Director Jonathan Church, who debuted this production in the UK in 2011, embraces the show’s charms (Don and Kathy’s romance, Cosmo’s humour, Lina’s melodrama) but, although he devotes care and generous time to the book scenes (generally all about the business of film), they are far less charming and dramatic than the narrative arcs contained in each musical number. Much of the first act feels slow, particularly when many of the unimportant book scenes are prolonged, and meaningful moments (Kathy and Don’s blossoming relationship, and their friendship with Cosmo) are only enjoyed in a few focused numbers (‘You Were Meant For Me’, ‘Good Morning’).
The transition in film to the talkies was a monumental cultural shift in the late 1920s, and in this production the stakes rarely feel as high as they should. It’s difficult for us to empathise with the drama of 1920s arts and culture – when our technological and societal scandals are so vastly different, and the concept of silent film is foreign to most people today – and when Church relies on fluffy comedy to keep the scenes moving, the show’s most basic plot seems to lack momentum and drive.
The result is an agreeable, pleasant production that rarely feels urgent and only feels exciting when the story is set aside for music and dance.
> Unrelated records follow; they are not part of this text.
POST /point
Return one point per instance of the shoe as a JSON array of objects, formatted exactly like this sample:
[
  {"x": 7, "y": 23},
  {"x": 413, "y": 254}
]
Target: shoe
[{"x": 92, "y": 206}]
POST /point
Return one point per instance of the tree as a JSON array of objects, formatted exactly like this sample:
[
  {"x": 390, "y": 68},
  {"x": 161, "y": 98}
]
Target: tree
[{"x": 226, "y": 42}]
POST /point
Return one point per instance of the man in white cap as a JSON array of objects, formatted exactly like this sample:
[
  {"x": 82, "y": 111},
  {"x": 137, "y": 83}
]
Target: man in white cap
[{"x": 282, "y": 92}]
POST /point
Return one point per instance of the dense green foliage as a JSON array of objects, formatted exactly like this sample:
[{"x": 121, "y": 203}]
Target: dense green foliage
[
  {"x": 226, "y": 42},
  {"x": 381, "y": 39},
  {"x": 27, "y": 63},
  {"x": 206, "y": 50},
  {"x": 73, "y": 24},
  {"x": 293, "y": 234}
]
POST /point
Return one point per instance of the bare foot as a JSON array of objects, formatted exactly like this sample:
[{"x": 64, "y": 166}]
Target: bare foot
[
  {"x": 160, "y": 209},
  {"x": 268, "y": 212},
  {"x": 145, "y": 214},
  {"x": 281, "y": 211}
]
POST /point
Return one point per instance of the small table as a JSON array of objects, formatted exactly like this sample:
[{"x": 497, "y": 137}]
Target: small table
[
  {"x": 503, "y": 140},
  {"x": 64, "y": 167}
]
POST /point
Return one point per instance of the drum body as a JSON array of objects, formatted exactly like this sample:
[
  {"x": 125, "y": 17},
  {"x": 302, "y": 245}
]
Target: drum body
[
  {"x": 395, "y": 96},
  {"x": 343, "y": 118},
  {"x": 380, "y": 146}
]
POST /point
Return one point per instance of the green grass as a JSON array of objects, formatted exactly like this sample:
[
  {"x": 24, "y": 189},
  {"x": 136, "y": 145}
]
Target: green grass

Thankfully, it’s lovely to look at and listen to, relying heavily on the rich orchestrations (by Larry Wilcox and Larry Blank) to carry the musical numbers, and the choreography, costumes and design to balance that aural pleasure with visual spectacle. Andrew Wright’s choreography adopts the style of the original film while keeping it fresh and unique. The more intimate numbers (‘You Were Meant For Me’, ‘Singin’ in the Rain’) are graceful, while the group numbers are cheerful and energetic, but with great technical proficiency (particularly ‘Gotta Dance’ and the curtain call ‘Singin’ in the Rain’). Simon Higlett’s set effectively encapsulates a 1920s sound stage, with bright costumes that show the glamour of the Hollywood era.
Grant Almirall balances Don Lockwood’s egotism with a charisma; he’s a magnetic leading man. His friendship with comic sidekick Cosmo Brown (a likeable Jack Chambers) looks and feels fun, especially in its most show-stopping number, ‘Moses Supposes’.
Lockwood’s relationship with strong-willed aspiring actress Kathy Selden (a fiery yet kind Gretel Scarlett, who demonstrates she is a true triple threat in this role) is exciting to watch develop; Scarlett’s Selden doesn’t compromise her independence and strength for the relationship, but rather develops a meaningful relationship with Lockwood. ‘You Were Meant For Me’ is a beautiful portrayal of their blossoming romance and the great chemistry they share, and demonstrates their deft handle on the dance numbers in an elegant pas de deux.
Erika Heynatz as Lina Lamont makes the infamous role her own – bringing her own flair and nuanced delivery of Lamont’s unique voice to the show; she’s the funniest thing about it.
This production of Singin’ in the Rain only feels truly exciting at a few key moments (namely its most iconic moments from the film, like ‘Good Morning’, and ‘Singin’ in the Rain’) and the reality of the changing film landscape seems like something we have to endure to get to the good stuff – the love story and the friendly hijinks of the central trio. It is perhaps the lightness of the piece, the most human side of it, that most appeals to modern audiences- a true escape from society’s worries and an indulgence in the frivolity and fluffiness of musical theatre.